Я был с ней нарочито груб. Тем вечером мне не хотелось разговаривать с Мэгги. У нее была удивительная способность делать все лучше. А я не хотел чувствовать себя лучше.
Я вообще не хотел ничего чувствовать.
Повернувшись, чтобы уйти, я закрыл глаза и почувствовал ее пальцы на моем предплечье.
– Мэгги, – прошептал я и заколебался, но она снова притянула меня к себе. Я посмотрел в ее голубые глаза, и она улыбнулась мне. Ее улыбка была идеальна. – Сейчас я не могу, – сказал я ей, но она не отпустила меня. Я вырвался из объятий Мэгги и отвернулся. – Не могу. Прости, я не могу.
Я не стал смотреть на ее реакцию и вышел из комнаты. Я хлопнул дверью своей спальни, схватил бутылку Jack Daniel’s и снова попытался вспомнить, каково это – ничего не чувствовать.
– Почему ты готовишь? Нам нужно ехать, – рявкнул я на Мэгги следующим утром, когда она стояла на кухне и делала блинчики. Я не понимаю. Прошлым вечером я был с ней груб. Я ясно дал понять, что как только мы проснемся, мы уедем.
Но она даже не взглянула на меня. Она продолжала готовить.
– Мэгги! – крикнул я, но ответа не последовало.
Я закатил глаза, подошел к холодильнику и открыл его, чтобы достать пиво. Но пива не было.
– Какого…
«Ладно».
Я подошел к бару и широко распахнул дверцу, но и там ничего не нашел.

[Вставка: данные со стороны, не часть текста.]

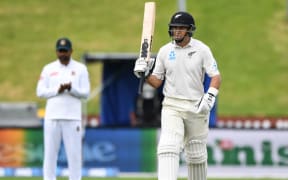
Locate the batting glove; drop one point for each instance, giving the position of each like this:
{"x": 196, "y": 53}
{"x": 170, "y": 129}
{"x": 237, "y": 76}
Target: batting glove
{"x": 143, "y": 66}
{"x": 208, "y": 100}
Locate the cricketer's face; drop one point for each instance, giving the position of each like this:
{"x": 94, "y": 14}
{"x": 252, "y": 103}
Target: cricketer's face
{"x": 179, "y": 32}
{"x": 64, "y": 55}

– Ты что, издеваешься надо мной? – пробормотал я. – Мэгги, где выпивка?
Молчание.
– Господи, Мэгги. Ты немая, а не глухая!
Она повернулась ко мне, прищурилась и смерила меня таким взглядом, что я вынужден был перед ней извиниться.
– Но я серьезно. Где она?
Она указала на пустые бутылки в раковине. Мой живот сжался, и я резко втянул воздух.